Over the past two decades, several solar flares and magnetic storms of varying intensity have hit Earth. Solar flares are surges of X-rays, gamma rays and extreme ultraviolet radiation, and they can damage electric grids, fry satellite electronics and endanger astronauts in space. Even passengers and pilots on aircraft flying over the poles are at risk.A team at Montana State University in Bozeman are automating the process of studying the sun, and have developed computer programs using image-processing techniques to identify changing features on the sun's surface.

Accurate forecasts of the sun's activity could prove very useful, and not just for the GPS system. Any electrical or electronic equipment could be compromised.

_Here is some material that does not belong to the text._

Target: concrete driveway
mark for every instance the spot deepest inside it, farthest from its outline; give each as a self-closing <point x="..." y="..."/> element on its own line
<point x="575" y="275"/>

At 2:45 AM on March 13 1989, electrical ground currents created by the magnetic storm found their way into the power grid of the Hydro-Quebec Power Authority. Giant capacitors tried to regulate these currents but failed within a few seconds as automatic protective systems took them off-line one by one. Suddenly, the entire 9,500 megawatt output from Hydro-Quebec's La Grande Hydroelectric Complex found itself without proper regulation. Power swings tripped the supply lines from the 2000 megawatt Churchill Falls generation complex, and 18 seconds later, the entire Quebec power grid collapsed.

The cosmonauts on the Mir station were subjected to daily doses of about twice the yearly dose on the ground, and during the solar storm at the end of 1989 they absorbed their full-year radiation dose limit in just a few hours.
http://en.wikipedia.org/wiki/Geomagnetic_storm

Money without Banks?

The New Scientist editorial poses the question "Can citizen banking neuter the fat cats?"
The editorial refers to an article about Peer to Peer banking, Essentially cutting out the middle man (and his cut) from money transactions.
P2P lending could cause more money to circulate in the real economy, if interest payments could go directly to the masses, rather than to banker bonuses etc.
This remind me of several systems that use mobile phones to transfer money amongst users. Would you trust your phone company more than your bank?